After three years at NIH, Prusiner returned to UCSF to complete a residency in neurology. Upon completion of the residency in 1974, Prusiner joined the faculty of the UCSF neurology department. Since that time, Prusiner has held various faculty and visiting faculty positions at both UCSF and UC Berkeley.
As of January 2019, Prusiner headed the Institute for Neurodegenerative Diseases research laboratory at UCSF, working on prion disease, Alzheimer's disease and tauopathies.

Awards and honors

Stanley Prusiner won the Nobel Prize in Physiology or Medicine in 1997 for his work in proposing an explanation for the cause of bovine spongiform encephalopathy and its human equivalent, Creutzfeldt–Jakob disease.
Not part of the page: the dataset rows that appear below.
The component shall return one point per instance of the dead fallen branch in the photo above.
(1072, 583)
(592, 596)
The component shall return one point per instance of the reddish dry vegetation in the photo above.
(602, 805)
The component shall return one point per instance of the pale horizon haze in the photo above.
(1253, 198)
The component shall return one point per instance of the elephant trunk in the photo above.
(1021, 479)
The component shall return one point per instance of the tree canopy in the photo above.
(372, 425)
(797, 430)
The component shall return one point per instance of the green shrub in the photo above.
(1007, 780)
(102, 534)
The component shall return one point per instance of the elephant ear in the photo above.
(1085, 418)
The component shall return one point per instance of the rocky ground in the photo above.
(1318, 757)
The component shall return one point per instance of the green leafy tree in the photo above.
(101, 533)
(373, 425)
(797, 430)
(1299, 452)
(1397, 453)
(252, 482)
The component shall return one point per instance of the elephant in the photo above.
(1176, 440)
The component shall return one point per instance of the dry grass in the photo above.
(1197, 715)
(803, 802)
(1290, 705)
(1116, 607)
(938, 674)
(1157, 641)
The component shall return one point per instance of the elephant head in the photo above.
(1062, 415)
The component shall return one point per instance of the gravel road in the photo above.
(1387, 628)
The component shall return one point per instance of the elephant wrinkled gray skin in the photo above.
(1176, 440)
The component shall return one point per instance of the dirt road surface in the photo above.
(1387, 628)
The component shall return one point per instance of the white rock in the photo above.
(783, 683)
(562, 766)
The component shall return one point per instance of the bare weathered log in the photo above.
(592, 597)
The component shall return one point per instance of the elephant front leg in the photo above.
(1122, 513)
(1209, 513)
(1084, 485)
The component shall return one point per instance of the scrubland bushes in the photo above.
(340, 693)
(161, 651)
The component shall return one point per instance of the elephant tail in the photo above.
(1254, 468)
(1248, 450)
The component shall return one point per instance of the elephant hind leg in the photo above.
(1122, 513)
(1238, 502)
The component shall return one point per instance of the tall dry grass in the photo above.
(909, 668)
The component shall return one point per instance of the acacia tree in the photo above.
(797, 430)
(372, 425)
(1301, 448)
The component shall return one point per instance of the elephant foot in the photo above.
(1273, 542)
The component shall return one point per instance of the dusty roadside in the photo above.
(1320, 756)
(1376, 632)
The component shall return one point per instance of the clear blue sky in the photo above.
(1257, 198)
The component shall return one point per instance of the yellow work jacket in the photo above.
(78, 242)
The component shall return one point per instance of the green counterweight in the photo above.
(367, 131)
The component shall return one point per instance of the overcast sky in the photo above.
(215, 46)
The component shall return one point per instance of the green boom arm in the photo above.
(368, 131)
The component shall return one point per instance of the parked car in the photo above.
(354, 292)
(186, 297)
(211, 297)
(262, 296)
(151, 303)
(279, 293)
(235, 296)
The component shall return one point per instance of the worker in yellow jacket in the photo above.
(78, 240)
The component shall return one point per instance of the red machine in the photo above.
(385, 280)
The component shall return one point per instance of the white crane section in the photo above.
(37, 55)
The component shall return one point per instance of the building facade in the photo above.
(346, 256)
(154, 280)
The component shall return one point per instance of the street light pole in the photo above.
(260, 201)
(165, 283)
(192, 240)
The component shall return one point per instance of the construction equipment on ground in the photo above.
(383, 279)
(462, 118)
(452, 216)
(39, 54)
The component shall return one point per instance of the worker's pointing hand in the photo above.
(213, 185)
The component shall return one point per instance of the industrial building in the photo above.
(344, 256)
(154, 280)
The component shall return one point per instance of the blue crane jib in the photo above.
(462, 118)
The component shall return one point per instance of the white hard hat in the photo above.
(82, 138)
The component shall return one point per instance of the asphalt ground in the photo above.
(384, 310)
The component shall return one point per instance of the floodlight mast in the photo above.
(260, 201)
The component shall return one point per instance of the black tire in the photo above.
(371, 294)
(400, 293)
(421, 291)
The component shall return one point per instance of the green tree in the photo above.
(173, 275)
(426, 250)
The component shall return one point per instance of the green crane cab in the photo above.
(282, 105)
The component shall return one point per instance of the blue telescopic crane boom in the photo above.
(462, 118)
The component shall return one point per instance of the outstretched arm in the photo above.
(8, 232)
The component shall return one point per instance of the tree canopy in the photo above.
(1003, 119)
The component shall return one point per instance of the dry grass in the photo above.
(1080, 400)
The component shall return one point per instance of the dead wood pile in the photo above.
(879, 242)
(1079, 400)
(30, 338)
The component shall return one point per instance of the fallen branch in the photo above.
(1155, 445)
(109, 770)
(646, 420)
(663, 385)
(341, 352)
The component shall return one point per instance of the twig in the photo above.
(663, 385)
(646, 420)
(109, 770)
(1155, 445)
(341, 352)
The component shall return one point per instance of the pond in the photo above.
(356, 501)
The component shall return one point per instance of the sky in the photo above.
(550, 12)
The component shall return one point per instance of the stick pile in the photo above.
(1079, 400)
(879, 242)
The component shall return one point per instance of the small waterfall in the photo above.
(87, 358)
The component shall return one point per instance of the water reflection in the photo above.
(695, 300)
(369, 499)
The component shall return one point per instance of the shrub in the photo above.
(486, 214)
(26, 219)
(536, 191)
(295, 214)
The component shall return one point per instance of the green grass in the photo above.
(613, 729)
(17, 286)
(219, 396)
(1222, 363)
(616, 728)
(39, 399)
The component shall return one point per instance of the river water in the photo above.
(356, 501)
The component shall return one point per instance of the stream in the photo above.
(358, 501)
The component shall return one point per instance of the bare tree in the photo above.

In this work, he coined the term prion, which comes from the words "proteinaceous" and "infectious," in 1982 to refer to a previously undescribed form of infection due to protein misfolding.
Prusiner was elected to the National Academy of Science in 1992 and to its governing council in 2007. He is also an elected member of the American Academy of Arts and Sciences, a Foreign Member of the Royal Society in 1997, and the American Philosophical Society, the Serbian Academy of Sciences and Arts, and the Institute of Medicine.